Suite à la diffusion des images de cette action, les réactions d’indignation ont été nombreuses. Parmi elles, celle d’Intercéréales, l’interprofession des céréales, qui qualifie cette opération d’ « intolérable » : « Alors même que le monde mesure jour après jour les conséquences de la guerre en Ukraine sur les risques d’approvisionnement en céréales. Alors même que la FAO s’inquiète sur la capacité de de nombreux pays à nourrir leurs populations dans les prochains mois. Alors même que les éleveurs français ont besoin d’aides d’urgence afin de pouvoir continuer à nourrir leurs animaux. La filière céréalière française dénonce une action intolérable et alerte sur les conséquences que pourraient avoir ce type d’actions sur les consommateurs français, ainsi que sur les populations des pays pour lesquels l’approvisionnement en blé est vital », peut-on lire dans un communiqué.

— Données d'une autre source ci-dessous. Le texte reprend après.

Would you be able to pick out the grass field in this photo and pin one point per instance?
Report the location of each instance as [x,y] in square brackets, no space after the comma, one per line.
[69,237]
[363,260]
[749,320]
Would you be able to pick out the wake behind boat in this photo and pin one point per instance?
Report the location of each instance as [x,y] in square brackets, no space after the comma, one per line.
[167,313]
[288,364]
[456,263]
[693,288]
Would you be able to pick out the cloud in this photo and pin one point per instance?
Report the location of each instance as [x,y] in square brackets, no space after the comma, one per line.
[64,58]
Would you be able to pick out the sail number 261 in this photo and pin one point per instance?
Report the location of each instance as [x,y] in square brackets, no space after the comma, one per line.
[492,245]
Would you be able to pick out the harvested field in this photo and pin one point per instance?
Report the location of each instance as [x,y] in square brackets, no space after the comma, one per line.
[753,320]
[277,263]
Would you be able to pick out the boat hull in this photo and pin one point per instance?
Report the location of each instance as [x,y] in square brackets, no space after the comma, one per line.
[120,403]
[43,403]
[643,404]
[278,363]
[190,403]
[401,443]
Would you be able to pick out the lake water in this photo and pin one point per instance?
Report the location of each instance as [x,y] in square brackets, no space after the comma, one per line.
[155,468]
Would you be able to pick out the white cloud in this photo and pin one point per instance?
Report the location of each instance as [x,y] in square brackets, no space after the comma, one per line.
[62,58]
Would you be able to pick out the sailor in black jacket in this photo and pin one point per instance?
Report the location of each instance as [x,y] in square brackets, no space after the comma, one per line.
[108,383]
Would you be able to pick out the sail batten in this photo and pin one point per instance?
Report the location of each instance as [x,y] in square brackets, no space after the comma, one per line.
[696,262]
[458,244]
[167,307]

Dans le courant de la journée du 19 mars, le Conseil agricole de Bretagne s’est indigné « de l'indécence et de l'inconséquence de militants déconnectés des réalités, agissant contre l'intérêt général », en réclamant « la fermeté des pouvoirs publics face à des personnes qui détruisent notre capacité à nourrir ». La présidente de la FNSEA a pour sa part dénoncé dans un tweet un acte « honteux » : « Alors que la guerre entre la Russie et l’Ukraine démontre les tensions sur les livraisons de blé et que l’Onu redoute un ouragan de famines, des activistes aux ventres pleins détruisent votre alimentation en toute impunité, à visage découvert », s’insurge Christiane Lambert qui demande « une justice rapide et ferme pour ces délinquants ».

« La justice doit passer »

Du côté des politiques, les réactions n’ont pas non plus tardé pour condamner ce gâchis. Porte-parole de la candidate Valérie Pécresse sur les questions agricoles, le président de la Région Hauts-de-France, Xavier Bertrand dénonce « des pseudos écologistes (…) alors que nos agriculteurs souffrent ». et de demander lui aussi à la justice « d’être ferme pour mettre un coup d'arrêt à cet agribashing qui monte dans notre pays ».

Le ministre de l’Agriculture, Julien Denormandie, a réagi en qualifiant l’opération de « simplement inadmissible », mais aussi « totalement irresponsable » : « détruire des productions de céréales alors que beaucoup de pays en manquent en ce moment... c’est affligeant. La justice doit passer », a-t-il déclaré.